說在21世紀要栽培好男孩是越來越難了,當女生們越來越積極外向,在各行各業取得成功,男生們卻似乎原地踏步,裹足不前。今時今日,男生的大學入學率遠遠低於女生,而退學率卻節節上升,似乎傳統價值裡推崇的優秀男生已經不多見了,反而常常見到的是一群群沉迷電子遊戲、人生目標不明朗、甚至逃避長大的「宅男」們,是傳統的思維已經過時了?還是新一代的好男孩早已變了樣子?

沒有了舊式社會的先天優勢,今日的男孩面臨的挑戰更多了,如何教養出優秀自信的男生?且來聽聽一位育有五名兒子(及一名女兒)的媽媽分享她的心得:

做個好學不倦的家長~

讓孩子看到好學不倦的榜樣,就是培養孩子愛上學習的最佳的方法!閱報、看書、學一種新的音樂或語言、練一項新的運動,如果能和孩子一起學一起交流,那就更好了!

相信孩子的才華~

儘管不是每個孩子都能成為火箭工程專家,但我們要絕對尊重和信任他的學習能力

給孩子念書~

不要因為孩子已經學會自己看書而改變你的習慣,他仍然喜歡聽到你的聲音和語調。

把電視/電腦/遊戲機關上!

避免讓孩子過早接觸商業媒體廣告和電視節目裡扭曲了的「男性形象」

多買書、多看書~

去圖書館或向朋友借書當然也很好,可是家裡若能有屬於自己的藏書,能常常翻、又能隨意寫上自己的讀心得,不是更好嗎?買書的消費其實不需很高,週末逛逛舊書攤,就是一個很好的親子活動。

拿孩子的書來讀~

最初,我只想替孩子審一下書的容和年齡適合度,可是隨著孩子的成長,交換讀心得成為了我們之間的溝通橋樑。

 


 

原文如下:

Raising real men: If you want smart boys

By Michelle Lehnardt

When I asked my teenagers for their ideas on raising smart boys, I expected them to cite all sorts of examples such as reading books, learning a musical instrument or visiting the library. 
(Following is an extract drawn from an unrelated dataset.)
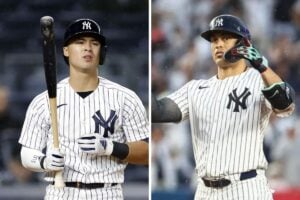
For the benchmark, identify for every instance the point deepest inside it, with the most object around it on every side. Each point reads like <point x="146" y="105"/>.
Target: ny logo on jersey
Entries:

I was surprised by their nearly identical answer — "Be prepared to be very different."

My older sons and my nieces confirmed the same idea: It is much more socially acceptable for a girl to "be smart" than it is for a boy.

I realized my sons had gone to the very crux of educating boys with their first response. Google "American boys falling behind," or any sort of variation on those words, and millions (it's Google after all) of articles pop up decrying boys' lag behind girls in American schools.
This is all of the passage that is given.